Huntington Beach Speedway
- Location: Huntington Beach, California, United States
- Capacity: 17,000
- Opened: 1946
- Closed: May 1958
- Construction cost: US$200,000
- Former names: Beach Speedway Talbert Stadium Huntington Beach Stadium American Legion Stadium

Oval
- Length: .20 miles
- Turns: 4

= Huntington Beach Speedway =

Former race track in California

Huntington Beach Speedway (later called Beach Speedway, Talbert Stadium, Huntington Beach Stadium, and American Legion Stadium) was a motorsports racetrack located in Huntington Beach, California. Designed to host midget car racing, the venue also featured motorcycle races as well as auto polo and other forms of motorsports. The racetrack operated from 1946 until May 1958 when it closed due to dwindling attendance.

==History==
In 1946, Tom Talbert purchased 60 acre of land west of Beach Blvd and south of Atlanta Avenue in Huntington Beach, CA. Two promoters convinced Talbert to build a midget car racetrack on the property.
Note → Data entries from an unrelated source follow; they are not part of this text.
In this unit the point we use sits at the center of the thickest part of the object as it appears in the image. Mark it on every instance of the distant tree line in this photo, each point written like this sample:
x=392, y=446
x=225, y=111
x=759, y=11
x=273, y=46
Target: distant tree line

The track would be 1/5th of a mile oval track modeled after Gilmore Stadium in Los Angeles and was designed to be the "finest midget car racetrack on the West Coast." With a capacity to hold 17,000 spectators, the stadium cost $200,000 to construct. As television became more popular in the 1950s, attendance began to decline and the stadium began to deteriorate. In May 1958, Talbert closed the speedway. A series of condominiums now occupies the site.